# touch + collections glitch



## Seuss (Dec 21, 2011)

Oi,

I have a great many (but not all) of my book files organized into collections and the touch sorted by collections. Originally the touch was showing the collections by alpha then showing the books not in collections by alpha. Now it only shows the collections. To see books not in collections I have to set the touch to one of the other sorting options.

Any thoughts / tips will be much appreciated.

thanks,
Seuss


----------



## Linjeakel (Mar 17, 2010)

If you sort by most recent first, you will get all your collections and your individual books mixed together in that order. If you sort by title or author you will get all your books in that order with collections generally being at the end of the list. The only way to remove uncollected books from the home screen is to sort by collection. On all the Kindles except the Touch the collections will then sort by most recent first followed by any books not in a collection. On the Touch, I believe the collections will sort alphabetically.

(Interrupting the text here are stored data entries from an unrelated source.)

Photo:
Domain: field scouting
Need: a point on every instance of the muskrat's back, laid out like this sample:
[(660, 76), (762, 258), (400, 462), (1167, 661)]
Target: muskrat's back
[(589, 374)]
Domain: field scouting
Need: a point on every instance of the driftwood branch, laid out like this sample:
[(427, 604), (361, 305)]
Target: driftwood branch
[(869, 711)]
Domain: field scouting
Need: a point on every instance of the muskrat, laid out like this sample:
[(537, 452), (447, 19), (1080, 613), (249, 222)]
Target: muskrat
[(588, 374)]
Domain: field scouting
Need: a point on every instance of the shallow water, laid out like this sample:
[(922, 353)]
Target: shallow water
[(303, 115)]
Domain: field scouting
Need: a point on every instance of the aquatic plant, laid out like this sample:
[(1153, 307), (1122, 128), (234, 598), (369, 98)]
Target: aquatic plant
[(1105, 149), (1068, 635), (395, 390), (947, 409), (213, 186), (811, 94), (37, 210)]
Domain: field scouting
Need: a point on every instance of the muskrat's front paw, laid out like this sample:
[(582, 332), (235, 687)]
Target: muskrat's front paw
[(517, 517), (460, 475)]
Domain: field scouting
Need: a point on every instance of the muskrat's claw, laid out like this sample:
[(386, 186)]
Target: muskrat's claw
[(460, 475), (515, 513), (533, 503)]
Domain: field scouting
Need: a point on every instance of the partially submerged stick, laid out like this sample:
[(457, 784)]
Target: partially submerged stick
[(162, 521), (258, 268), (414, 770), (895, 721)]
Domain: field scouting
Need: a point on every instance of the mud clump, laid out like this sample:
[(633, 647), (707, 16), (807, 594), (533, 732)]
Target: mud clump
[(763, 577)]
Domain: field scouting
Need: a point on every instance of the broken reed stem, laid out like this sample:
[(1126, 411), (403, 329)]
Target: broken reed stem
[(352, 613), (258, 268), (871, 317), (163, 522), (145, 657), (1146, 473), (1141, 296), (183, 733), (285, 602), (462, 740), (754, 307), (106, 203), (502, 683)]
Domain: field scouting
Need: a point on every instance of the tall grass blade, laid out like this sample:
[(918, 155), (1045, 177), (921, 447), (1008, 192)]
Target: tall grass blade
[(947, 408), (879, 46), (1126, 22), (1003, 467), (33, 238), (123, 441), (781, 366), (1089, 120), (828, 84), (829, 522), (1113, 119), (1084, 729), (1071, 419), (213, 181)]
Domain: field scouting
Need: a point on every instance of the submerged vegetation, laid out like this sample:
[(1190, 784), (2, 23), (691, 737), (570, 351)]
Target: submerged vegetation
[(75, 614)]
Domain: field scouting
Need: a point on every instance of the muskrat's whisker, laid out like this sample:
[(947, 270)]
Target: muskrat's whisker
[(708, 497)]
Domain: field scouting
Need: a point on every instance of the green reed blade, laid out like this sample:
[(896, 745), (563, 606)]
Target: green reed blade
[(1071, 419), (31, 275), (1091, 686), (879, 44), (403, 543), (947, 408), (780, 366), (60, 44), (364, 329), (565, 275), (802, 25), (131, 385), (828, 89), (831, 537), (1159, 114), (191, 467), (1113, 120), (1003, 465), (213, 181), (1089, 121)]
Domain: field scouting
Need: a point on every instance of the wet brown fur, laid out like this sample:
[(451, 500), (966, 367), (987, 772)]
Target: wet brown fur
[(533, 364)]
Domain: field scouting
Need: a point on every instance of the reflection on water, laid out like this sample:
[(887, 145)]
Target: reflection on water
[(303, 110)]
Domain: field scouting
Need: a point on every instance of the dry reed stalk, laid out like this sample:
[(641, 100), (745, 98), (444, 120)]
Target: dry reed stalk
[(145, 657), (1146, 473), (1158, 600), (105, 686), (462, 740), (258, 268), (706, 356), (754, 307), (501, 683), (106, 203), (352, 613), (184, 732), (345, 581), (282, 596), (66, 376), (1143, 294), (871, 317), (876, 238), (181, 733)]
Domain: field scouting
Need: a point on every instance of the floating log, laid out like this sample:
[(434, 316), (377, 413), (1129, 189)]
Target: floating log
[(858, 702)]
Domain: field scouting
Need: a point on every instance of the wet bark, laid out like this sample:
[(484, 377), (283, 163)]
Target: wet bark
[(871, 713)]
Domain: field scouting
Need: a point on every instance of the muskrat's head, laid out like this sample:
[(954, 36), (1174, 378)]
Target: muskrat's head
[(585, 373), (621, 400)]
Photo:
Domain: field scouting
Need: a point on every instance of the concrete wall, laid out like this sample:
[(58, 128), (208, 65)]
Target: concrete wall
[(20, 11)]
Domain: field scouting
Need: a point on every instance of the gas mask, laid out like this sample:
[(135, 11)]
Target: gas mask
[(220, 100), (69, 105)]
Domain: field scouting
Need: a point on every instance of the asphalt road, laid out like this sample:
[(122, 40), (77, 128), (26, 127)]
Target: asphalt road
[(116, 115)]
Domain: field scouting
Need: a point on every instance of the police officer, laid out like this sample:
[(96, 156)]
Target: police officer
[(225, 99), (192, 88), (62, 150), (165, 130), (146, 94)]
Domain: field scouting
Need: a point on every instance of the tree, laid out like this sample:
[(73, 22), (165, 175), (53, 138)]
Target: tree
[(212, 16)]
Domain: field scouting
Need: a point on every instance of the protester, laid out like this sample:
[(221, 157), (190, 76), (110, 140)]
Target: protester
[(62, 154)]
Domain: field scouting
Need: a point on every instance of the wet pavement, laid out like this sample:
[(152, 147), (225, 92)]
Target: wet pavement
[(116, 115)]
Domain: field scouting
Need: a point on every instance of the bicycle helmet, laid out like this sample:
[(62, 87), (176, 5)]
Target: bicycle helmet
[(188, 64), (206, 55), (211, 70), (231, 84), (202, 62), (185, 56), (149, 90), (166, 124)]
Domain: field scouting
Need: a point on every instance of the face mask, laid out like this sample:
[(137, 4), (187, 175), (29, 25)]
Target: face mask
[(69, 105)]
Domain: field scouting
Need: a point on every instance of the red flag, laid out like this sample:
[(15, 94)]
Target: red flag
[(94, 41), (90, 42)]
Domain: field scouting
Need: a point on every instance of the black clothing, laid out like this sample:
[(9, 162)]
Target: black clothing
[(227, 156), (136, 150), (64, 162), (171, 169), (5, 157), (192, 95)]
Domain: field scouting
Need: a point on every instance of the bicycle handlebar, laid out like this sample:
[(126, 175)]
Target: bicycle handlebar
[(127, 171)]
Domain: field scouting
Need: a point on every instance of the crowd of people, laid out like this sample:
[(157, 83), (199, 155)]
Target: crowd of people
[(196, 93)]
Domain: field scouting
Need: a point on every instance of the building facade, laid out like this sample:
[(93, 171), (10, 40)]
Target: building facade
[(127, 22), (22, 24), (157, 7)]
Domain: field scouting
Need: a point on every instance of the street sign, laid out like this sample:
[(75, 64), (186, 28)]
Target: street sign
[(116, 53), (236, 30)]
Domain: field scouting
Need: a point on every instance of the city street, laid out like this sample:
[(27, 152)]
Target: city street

Note that the most recent order sort relies on the Kindle being aware of the time/date so prolongued periods of not being connected wirelessly will cause errors.


----------



## Seuss (Dec 21, 2011)

I may not have explained the problem clearly, Let me try again.

I have the touch set to sort by collections. This setting used to show first the collections then all uncollected books. Now it shows only collections.

thanks again,

Seuss


----------



## Linjeakel (Mar 17, 2010)

Ah, sorry. Now I understand the problem. Your uncollected books are not appearing below the collections. 

Hmmm, I've never heard of that happening.   If you definitely have it sorted by collections and you definitely do have some books not in a collection, then they should be there. Have you tried our usual cure-all of restarting the device and then syncing?


----------



## Wardak (Dec 16, 2009)

I have the same problem with my Kindle Touch. And I have restarted it and sync many times, with no changes.


----------



## Ann in Arlington (Oct 27, 2008)

Linjeakel said:


> Ah, sorry. Now I understand the problem. Your uncollected books are not appearing below the collections.
> 
> Hmmm, I've never heard of that happening.  If you definitely have it sorted by collections and you definitely do have some books not in a collection, then they should be there. Have you tried our usual cure-all of restarting the device and then syncing?


And if that cure-all doesn't work. . .try the de-register and re-register trick. . .sometimes that triggers a refresh.


----------